Anyway, maybe it’s simply that guys are bigger and faster and stronger. But I like outside of the box theories. No doubt there are more out there.

For laughs, I’d like to see them go back to the single bar face mask. Today’s facemask is used as a weapon. Without that protection, tacklers would be forced to tackle the old fashioned way—with shoulders—around the thighs, instead of spearing into the chest.

Should hurdling be outlawed? Ned mentioned that in rugby you can’t leave your feet to tackle. It’s a penalty.

The one which is probably stupid, but worthy of thought is going back to some form of leather helmets.

Lastly, wouldn’t a rule change, which forced players to go both ways make the most sense. Do that, and all those 300 pounders would disappear in a nano second—reducing the number of injuries which are due to sheer mass falling via gravity on bones, tendons and ligaments.

But I digress.

The one bright spot which we thought might occur with Best out of there, would have been that Tedford would let Vareen carry the ball 20 to 25 times. (He carried 42 times for 193 yards). For whatever reason, (maybe because they are worried about his fragility) Cal has not let Best carry the ball 20 times a game. It has always been a mystery.

We’ve heard all the talk about a problematic O line (how could that be with 3 returnees from last year’s outstanding line), and 8 in the box etc.

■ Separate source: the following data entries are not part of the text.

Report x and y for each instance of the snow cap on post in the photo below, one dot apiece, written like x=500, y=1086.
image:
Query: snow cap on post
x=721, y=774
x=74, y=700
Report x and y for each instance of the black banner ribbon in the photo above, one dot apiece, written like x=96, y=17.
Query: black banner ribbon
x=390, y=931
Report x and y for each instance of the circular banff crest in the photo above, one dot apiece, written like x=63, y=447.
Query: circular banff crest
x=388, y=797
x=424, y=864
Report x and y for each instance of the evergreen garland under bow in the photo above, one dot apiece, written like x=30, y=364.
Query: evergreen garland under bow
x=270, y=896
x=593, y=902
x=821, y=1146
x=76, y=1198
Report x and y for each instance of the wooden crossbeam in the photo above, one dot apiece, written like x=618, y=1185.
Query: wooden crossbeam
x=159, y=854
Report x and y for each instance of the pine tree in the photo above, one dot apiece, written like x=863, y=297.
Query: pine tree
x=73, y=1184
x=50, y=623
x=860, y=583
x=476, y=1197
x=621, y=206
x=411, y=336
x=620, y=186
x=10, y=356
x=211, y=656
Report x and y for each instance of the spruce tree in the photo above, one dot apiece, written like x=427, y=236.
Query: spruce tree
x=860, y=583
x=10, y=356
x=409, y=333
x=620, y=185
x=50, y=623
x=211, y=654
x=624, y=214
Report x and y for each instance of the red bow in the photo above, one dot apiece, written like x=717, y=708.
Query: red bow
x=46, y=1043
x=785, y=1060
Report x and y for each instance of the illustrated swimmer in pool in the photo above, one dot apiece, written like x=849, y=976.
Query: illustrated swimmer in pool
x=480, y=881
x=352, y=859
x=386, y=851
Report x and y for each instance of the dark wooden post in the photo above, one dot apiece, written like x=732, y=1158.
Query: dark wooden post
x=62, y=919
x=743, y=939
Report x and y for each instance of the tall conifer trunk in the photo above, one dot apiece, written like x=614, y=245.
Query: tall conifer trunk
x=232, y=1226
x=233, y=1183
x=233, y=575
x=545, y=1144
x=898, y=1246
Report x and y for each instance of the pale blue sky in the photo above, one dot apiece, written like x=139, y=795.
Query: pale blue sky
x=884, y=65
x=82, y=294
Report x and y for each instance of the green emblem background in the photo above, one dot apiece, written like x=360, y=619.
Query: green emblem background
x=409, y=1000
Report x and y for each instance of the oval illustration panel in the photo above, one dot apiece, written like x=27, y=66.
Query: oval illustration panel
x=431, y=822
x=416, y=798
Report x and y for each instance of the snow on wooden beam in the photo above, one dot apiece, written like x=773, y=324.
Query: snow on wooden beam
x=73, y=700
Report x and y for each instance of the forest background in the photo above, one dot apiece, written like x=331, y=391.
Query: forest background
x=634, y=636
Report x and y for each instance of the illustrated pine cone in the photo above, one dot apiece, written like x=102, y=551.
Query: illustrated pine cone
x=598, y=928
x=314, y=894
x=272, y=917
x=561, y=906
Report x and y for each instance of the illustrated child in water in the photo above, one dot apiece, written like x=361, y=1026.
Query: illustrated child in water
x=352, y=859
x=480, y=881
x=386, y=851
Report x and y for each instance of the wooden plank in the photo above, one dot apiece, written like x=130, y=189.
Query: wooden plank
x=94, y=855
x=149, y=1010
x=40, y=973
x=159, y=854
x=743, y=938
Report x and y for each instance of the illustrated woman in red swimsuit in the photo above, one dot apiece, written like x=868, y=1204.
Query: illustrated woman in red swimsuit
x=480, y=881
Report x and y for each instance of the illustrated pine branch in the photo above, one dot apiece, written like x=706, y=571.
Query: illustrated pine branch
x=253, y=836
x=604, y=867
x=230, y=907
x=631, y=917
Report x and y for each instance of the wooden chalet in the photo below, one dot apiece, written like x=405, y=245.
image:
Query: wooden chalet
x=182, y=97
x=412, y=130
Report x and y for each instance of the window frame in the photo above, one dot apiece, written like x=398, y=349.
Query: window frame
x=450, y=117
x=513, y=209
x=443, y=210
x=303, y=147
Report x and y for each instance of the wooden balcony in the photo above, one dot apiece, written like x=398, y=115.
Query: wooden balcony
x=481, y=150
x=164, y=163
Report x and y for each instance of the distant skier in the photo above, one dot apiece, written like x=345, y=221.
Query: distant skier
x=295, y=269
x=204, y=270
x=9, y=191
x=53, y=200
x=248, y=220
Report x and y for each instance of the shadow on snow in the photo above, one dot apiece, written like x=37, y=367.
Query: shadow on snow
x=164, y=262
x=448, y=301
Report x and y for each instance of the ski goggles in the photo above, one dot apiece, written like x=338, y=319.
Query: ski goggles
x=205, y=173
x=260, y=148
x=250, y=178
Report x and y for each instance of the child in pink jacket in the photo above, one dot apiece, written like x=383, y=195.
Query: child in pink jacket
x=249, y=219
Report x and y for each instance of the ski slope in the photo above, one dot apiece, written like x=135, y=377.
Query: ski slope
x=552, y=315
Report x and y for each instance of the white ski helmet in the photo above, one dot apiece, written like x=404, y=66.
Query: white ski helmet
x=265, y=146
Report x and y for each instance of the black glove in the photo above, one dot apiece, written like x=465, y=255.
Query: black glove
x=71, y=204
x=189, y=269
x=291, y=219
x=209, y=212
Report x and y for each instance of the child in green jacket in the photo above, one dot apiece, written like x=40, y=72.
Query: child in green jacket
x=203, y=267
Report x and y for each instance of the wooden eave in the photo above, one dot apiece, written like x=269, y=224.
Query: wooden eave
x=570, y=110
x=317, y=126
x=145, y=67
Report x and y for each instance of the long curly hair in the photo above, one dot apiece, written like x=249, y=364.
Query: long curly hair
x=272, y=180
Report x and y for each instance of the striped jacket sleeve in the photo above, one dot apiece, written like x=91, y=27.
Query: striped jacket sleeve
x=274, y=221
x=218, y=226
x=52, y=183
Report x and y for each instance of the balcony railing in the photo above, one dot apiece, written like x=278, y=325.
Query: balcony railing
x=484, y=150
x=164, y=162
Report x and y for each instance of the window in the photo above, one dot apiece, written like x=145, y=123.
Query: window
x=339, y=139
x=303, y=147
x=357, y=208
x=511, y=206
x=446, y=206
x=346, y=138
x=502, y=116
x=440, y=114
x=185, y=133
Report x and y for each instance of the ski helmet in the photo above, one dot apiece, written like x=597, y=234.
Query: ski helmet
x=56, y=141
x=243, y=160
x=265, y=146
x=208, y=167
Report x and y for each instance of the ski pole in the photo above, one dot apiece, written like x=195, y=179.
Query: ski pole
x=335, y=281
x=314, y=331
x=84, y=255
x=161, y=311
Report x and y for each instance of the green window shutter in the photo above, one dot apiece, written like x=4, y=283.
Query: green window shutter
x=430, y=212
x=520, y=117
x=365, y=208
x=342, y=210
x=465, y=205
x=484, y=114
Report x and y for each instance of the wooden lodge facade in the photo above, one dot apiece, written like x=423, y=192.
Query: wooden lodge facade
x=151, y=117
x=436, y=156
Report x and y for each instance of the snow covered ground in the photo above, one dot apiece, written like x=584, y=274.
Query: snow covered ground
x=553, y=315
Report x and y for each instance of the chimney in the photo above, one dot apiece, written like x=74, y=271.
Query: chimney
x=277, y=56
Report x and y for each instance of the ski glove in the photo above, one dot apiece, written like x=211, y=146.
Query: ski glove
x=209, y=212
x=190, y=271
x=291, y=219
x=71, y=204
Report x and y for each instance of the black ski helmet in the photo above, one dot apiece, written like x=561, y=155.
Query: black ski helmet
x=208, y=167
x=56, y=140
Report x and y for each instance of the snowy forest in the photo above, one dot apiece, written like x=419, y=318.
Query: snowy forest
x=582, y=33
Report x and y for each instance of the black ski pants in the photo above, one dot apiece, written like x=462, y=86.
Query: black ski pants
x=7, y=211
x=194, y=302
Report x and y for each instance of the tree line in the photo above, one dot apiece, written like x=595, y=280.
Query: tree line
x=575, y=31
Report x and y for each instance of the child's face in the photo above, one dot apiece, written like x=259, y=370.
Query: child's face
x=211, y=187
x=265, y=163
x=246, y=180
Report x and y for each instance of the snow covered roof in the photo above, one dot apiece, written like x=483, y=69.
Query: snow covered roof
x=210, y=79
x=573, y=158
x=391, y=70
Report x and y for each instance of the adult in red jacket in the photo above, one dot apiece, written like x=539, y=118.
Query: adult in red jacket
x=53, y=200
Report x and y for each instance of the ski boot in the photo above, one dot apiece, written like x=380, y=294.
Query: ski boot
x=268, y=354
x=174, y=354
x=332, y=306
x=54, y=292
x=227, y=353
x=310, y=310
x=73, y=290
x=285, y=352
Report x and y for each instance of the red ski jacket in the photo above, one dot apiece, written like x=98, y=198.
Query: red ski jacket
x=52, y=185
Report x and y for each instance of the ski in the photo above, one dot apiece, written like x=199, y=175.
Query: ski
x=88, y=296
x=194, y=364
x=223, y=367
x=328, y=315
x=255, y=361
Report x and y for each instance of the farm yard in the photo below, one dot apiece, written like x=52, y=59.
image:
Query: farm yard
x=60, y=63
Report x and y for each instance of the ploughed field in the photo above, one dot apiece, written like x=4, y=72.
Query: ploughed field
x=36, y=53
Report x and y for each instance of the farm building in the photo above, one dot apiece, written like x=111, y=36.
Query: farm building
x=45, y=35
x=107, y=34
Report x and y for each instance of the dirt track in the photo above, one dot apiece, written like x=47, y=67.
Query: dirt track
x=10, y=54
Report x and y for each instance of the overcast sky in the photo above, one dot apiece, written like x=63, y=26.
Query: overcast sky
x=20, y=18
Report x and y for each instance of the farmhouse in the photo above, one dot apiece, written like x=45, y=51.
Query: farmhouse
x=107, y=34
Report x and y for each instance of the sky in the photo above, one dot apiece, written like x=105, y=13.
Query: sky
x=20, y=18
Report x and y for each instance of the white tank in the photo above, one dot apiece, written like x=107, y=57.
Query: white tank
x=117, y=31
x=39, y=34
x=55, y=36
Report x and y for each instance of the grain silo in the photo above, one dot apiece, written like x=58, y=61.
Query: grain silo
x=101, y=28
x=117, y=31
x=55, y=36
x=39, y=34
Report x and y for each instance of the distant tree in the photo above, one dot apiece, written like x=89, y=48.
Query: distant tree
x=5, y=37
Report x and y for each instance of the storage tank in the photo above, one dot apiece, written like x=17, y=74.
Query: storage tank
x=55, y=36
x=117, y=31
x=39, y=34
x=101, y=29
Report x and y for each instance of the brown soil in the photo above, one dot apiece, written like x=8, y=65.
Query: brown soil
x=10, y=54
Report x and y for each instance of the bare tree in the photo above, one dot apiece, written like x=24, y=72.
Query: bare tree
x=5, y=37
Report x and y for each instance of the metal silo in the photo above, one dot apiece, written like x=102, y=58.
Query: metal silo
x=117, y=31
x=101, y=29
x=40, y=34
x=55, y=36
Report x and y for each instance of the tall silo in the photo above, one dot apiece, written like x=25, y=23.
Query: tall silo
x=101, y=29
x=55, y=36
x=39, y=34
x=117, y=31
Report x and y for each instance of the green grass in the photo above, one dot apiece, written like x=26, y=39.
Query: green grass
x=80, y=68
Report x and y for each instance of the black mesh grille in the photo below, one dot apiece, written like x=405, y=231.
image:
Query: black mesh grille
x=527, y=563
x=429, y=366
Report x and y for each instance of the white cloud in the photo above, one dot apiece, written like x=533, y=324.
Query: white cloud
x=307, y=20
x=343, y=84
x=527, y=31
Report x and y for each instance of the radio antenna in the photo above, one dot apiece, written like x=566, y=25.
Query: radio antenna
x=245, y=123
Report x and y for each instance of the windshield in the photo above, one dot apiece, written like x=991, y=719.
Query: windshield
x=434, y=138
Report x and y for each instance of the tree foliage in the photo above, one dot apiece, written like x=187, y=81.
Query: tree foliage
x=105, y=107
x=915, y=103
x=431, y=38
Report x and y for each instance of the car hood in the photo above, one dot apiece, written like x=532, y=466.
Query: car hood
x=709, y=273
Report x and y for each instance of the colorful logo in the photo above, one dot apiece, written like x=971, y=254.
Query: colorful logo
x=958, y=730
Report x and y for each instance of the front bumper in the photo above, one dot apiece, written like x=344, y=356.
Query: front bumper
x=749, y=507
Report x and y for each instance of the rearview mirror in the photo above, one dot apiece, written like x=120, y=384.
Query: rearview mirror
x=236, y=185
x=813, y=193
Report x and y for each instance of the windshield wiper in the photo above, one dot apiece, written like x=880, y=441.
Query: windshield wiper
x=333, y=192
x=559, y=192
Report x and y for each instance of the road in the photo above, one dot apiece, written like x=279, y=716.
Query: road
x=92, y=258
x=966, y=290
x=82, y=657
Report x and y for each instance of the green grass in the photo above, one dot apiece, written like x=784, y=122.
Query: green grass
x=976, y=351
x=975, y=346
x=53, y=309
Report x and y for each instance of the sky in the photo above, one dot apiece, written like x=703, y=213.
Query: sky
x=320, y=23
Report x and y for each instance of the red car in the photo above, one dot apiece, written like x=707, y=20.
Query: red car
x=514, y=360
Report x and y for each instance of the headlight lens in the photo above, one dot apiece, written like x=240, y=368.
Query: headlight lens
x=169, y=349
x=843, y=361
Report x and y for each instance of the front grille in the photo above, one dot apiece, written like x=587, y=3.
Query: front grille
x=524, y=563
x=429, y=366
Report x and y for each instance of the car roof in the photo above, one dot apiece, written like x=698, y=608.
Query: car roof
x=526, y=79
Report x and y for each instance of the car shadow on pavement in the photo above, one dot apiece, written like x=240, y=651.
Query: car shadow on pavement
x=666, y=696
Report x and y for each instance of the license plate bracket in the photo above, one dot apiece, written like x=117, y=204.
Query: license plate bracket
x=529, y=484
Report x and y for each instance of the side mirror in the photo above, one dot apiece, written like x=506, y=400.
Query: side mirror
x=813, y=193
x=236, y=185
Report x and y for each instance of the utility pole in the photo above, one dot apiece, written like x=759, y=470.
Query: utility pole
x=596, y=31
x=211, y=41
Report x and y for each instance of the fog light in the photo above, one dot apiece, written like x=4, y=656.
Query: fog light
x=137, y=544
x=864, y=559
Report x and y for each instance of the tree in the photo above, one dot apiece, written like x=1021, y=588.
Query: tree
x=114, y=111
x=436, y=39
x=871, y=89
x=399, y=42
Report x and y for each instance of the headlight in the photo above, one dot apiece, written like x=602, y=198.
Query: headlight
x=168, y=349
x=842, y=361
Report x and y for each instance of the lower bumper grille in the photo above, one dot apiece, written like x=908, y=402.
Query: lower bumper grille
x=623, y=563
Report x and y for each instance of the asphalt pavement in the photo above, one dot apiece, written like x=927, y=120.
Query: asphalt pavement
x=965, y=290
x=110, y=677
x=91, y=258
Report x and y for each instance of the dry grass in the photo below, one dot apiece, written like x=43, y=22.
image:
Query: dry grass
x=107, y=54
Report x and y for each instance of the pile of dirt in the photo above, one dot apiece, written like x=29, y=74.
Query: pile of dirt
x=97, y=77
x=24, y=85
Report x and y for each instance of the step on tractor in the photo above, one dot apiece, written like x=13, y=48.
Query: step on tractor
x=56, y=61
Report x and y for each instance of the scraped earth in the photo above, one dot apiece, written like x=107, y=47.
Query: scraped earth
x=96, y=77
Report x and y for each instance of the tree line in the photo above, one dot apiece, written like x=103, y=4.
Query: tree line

The 8 in the box bit was inadvertently refuted by Dave Bush’s great article about Wiedeman still holding the Cal record with 16 interceptions. “Weed” played safety in a three deep—the way we played back then.

Ray Willsey ran a 6-2 defense. Six linemen, two linebackers and three deep. You could get away with that in college as teams didn’t throw like they do today. Of course, that meant EIGHT MEN IN THE BOX. Yet, teams still ran. How did they do that?

Anyway, back to the game. Stanford went up 14 zip before we knew what was happening. Our only hope was that Gearhart’s long run was a fluke and that often when teams go up in a hurry, the better team has a long time to come back.

We still didn’t light it up. 5 dropped passes in the first half didn’t help.
But despite Gearhart’s 61 yard TD dash, the D was playing well. With the score 14 to 3 and the Indians marching for their third score, Osuwu (fast down the field, slow through airport security lines) dropped a crucial third down pass for a first. That play turned the entire game, from a potential route, to keeping the Bears in it.
The stats tell the storey—well most of it. We held the ball for over 39 minutes. Why? Because Riley threw clutch passes and no interceptions (the lone pick was a tip off Vareen’s hand—stopping a drive at the Indians 9 yard line). And because WE RAN THE BALL—despite 8 MEN IN THE BOX!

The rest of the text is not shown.